PAF : C’est un Tiers-lieu, un incubateur et un accélérateur. L’avantage est que Village by CA va se développer partout en France. Si on souhaite se déployer, ce sera plus facile. Aujourd’hui, nous sommes présents en Eure-et-Loir, dans le Loiret et en Loir-et-Cher. On profitera du réseau pour créer des antennes.

La stratégie de coworking est payante parce qu’elle est peu coûteuse.

On est une petite start-up. Lorsque l’on commence, on regarde les lignes de compte. Le moindre euro compte. Aujourd’hui, on évolue dans un environnement qui facilite le développement de notre business. De plus, l’écosystème est bénéfique, on entend les gens parler. On n’écoute pas aux portes mais la proximité nous permet d’échanger. Il y a toujours quelque chose qui se passe. Du coup, il y a une émulation.

Quel est le portrait-robot d’un incubé ?

PAF : Il n’y pas de portrait-robot car chaque start-up est différente comme chaque entrepreneur. Je ne sais pas si il y a un portrait-robot mais c’est quelqu’un qui a dix mille idées. C’est créer une équipe, quelque chose d’innovant. En priorité, il y a un côté humain pour moi. Nous, à Biagri, on a embauché 5 personnes en 5 mois. C’est un état d’esprit peut-être un peu fou.


En quoi le nom du campus “Les Champs du Possible” est une définition de la genèse du projet liée à la nouvelle économie numérique agricole ?

JD : Le nom est une formule à elle seule.

L’idée est de créer un écosystème propice à l’installation de start-ups mais aussi à l’acculturation des agriculteurs, au développement de nouvelles pratiques et de nouveaux réseaux.

Au-delà du campus, c’est un maillage complet avec des différents acteurs dont un partenariat public-privé. On s’est réuni autour d’un projet commun et des valeurs communes. L’Eure-et-Loir est un département agricole avec un potentiel énorme. Les agriculteurs ont toujours subi des mutations au fil de leur histoire.

Nous, on voit le numérique comme une révolution alors que les agriculteurs le voient comme une mutation de plus. Ils en ont l’habitude, ils se sont déjà adaptés à d’autres changements comme la mécanisation.

L’écosystème est en place et mature. Nous, en tant qu'animateur, notre mission est d’aider les professionnels à relever les défis du numérique. C’est un enjeu stratégique de répondre à ces besoins.

Le campus les Champs du Possible est, donc, un espace d’acculturation mais aussi de formation des agriculteurs de demain pour les initier à cette nouvelle économie, à ces nouveaux concepts et finalement à cette nouvelle manière de penser ?
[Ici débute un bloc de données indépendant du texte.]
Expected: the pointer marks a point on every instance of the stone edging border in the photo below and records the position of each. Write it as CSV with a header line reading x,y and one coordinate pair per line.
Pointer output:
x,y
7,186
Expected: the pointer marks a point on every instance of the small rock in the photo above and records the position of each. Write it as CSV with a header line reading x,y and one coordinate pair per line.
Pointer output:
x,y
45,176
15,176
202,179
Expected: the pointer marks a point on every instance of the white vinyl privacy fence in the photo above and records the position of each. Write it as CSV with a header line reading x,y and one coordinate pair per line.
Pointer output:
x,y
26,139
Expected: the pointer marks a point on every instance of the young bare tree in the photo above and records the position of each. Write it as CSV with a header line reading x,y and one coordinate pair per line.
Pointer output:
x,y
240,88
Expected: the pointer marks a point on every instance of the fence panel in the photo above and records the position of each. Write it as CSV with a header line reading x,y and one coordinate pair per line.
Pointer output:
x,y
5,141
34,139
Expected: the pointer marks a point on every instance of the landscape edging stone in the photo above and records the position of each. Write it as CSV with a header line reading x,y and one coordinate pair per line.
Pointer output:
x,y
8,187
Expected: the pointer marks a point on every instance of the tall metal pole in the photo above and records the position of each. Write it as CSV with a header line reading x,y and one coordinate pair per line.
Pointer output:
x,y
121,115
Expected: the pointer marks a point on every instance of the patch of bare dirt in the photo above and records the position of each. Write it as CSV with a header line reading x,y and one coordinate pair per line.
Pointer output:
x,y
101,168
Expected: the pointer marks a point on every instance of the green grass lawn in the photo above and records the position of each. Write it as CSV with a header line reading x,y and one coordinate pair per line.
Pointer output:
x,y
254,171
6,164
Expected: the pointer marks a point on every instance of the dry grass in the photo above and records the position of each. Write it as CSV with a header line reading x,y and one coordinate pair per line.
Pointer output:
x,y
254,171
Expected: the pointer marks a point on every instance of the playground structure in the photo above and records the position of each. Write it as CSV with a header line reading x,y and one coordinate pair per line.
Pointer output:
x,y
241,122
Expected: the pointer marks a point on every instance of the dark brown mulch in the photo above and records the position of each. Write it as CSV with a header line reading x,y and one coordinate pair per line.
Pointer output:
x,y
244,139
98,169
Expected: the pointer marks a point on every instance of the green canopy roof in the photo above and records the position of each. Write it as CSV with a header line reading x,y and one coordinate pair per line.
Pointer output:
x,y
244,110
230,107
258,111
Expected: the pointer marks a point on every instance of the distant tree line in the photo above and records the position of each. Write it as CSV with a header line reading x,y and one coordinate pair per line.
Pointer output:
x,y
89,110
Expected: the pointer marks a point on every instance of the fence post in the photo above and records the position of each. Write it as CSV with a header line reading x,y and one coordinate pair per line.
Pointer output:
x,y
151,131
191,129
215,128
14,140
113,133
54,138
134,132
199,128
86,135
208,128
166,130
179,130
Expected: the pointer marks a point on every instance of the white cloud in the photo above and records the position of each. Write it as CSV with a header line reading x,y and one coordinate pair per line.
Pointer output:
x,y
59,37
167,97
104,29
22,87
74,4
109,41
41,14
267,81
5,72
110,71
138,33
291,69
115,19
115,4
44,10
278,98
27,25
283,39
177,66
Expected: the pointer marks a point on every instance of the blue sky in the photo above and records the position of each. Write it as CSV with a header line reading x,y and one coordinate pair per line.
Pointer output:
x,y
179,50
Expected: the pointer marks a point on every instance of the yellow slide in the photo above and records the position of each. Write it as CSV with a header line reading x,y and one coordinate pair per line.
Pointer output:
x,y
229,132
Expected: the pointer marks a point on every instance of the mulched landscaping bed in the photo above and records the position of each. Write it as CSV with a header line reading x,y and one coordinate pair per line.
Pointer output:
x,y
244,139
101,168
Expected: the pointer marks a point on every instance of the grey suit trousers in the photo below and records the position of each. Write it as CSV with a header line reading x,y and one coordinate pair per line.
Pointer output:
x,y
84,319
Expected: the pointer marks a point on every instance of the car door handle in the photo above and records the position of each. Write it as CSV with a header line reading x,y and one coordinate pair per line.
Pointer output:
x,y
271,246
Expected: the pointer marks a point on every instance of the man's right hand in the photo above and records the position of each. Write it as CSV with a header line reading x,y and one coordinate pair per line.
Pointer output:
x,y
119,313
LDR : C’est ça et bien plus.

Le campus porte l’ambition de dessiner l’agriculture connectée de demain et finalement de conquérir le monde dans ses techniques agricoles.

Le modèle sera conçu pour les agriculteurs à Châteaudun. L’idée est de l’exporter, ensuite, sur d’autres territoires en France et dans le monde. Il y a une première brique pédagogique. Au lycée Nermont, pour les lycéens, il va y avoir un BTS sur l’agriculture numérique. La deuxième ambition est d’embarquer les différents acteurs qui travaillent dans le domaine de l’agriculture dans le département, la Chambre d’Agriculture, le pôle de compétitivité Agrodynamic Eure-et-Loir, des agriculteurs, sur l’expérimentation.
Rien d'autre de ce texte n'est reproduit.